Perplexity CEO says its browser will track everything users do online to sell ‘hyper personalized’ ads
Perplexity doesn’t just want to compete with Google, it apparently wants to be Google.
CEO Aravind Srinivas said this week on the TBPN podcast that one reason Perplexity is building its own browser is to collect data on everything users do outside of its own app. This so it can sell premium ads.
“That’s kind of one of the other reasons we wanted to build a browser, is we want to get data even outside the app to better understand you,” Srinivas said. “Because some of the prompts that people do in these AIs is purely work-related. It’s not like that’s personal.”
And work-related queries won’t help the AI company build an accurate-enough dossier.
“On the other hand, what are the things you’re buying; which hotels are you going [to]; which restaurants are you going to; what are you spending time browsing, tells us so much more about you,” he explained.
Srinivas believes that Perplexity’s browser users will be fine with such tracking because the ads should be more relevant to them.
“We plan to use all the context to build a better user profile and, maybe you know, through our discover feed we could show some ads there,” he said.
The browser, named Comet, suffered setbacks but is on track to be launched in May, Srinivas said.

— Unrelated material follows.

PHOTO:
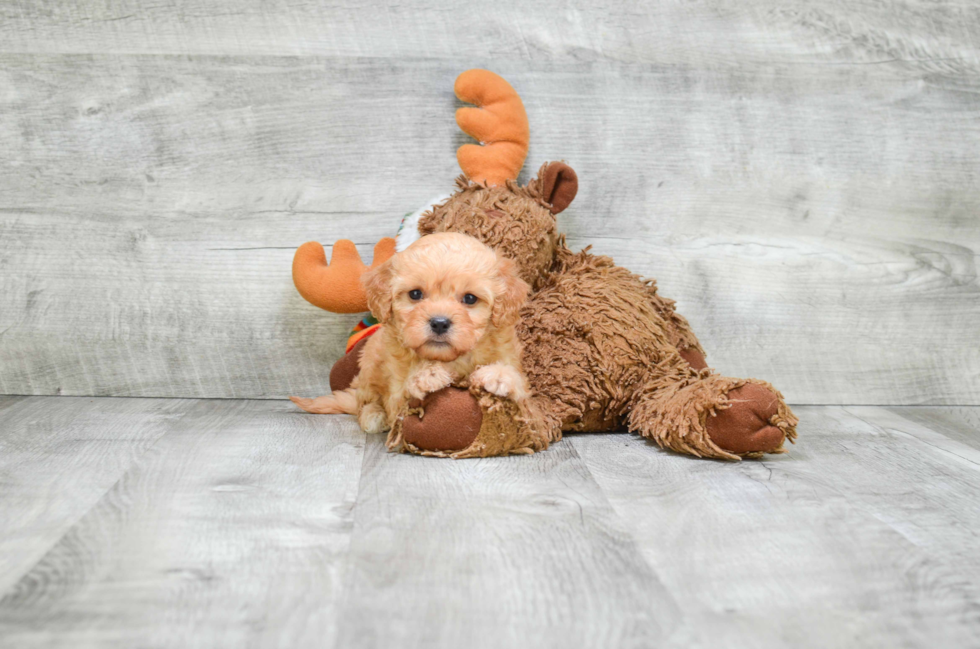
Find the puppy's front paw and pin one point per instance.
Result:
(501, 380)
(428, 379)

He’s not wrong, of course. Quietly following users around the internet helped Google become the roughly $2 trillion market cap company it is today.
That’s why it built a browser and a mobile operating system. Indeed, Perplexity is attempting something in the mobile world, too. It’s signed a partnership with Motorola, announced Thursday, where its app will be pre-installed on the Razr series and can be accessed though the Moto AI by typing “Ask Perplexity.”
Perplexity is also in talks with Samsung, Bloomberg reported. Srinivas didn’t flat-out confirm that, though he did reference on the podcast the Bloomberg article, published earlier this month, that discussed both partnerships.
Obviously, Google isn’t the only one watching users online to sell ads. Meta’s ad tracking technology, Pixels, which is embedded on websites across the internet, is how Meta gathers data, even on people that don’t have Facebook or Instagram accounts. Even Apple, which has marketed itself as a privacy protector, can’t resist tracking users’ locations to sell advertising in some of its apps by default.
On the other hand, this kind of thing has led people across the political spectrum in the U.S. and in Europe to distrust big tech.
The irony of Srinivas openly explaining his browser-tracking ad-selling ambitions this week also can’t be overstated.
Google is currently in court fighting the U.S. Department of Justice, which has alleged Google behaved in monopolistic ways to dominate search and online advertising. The DOJ wants the judge to order Google to divest Chrome.
Both OpenAI and Perplexity — not surprisingly, given Srinivas’ reasons — said they would buy the Chrome browser business if Google was forced to sell.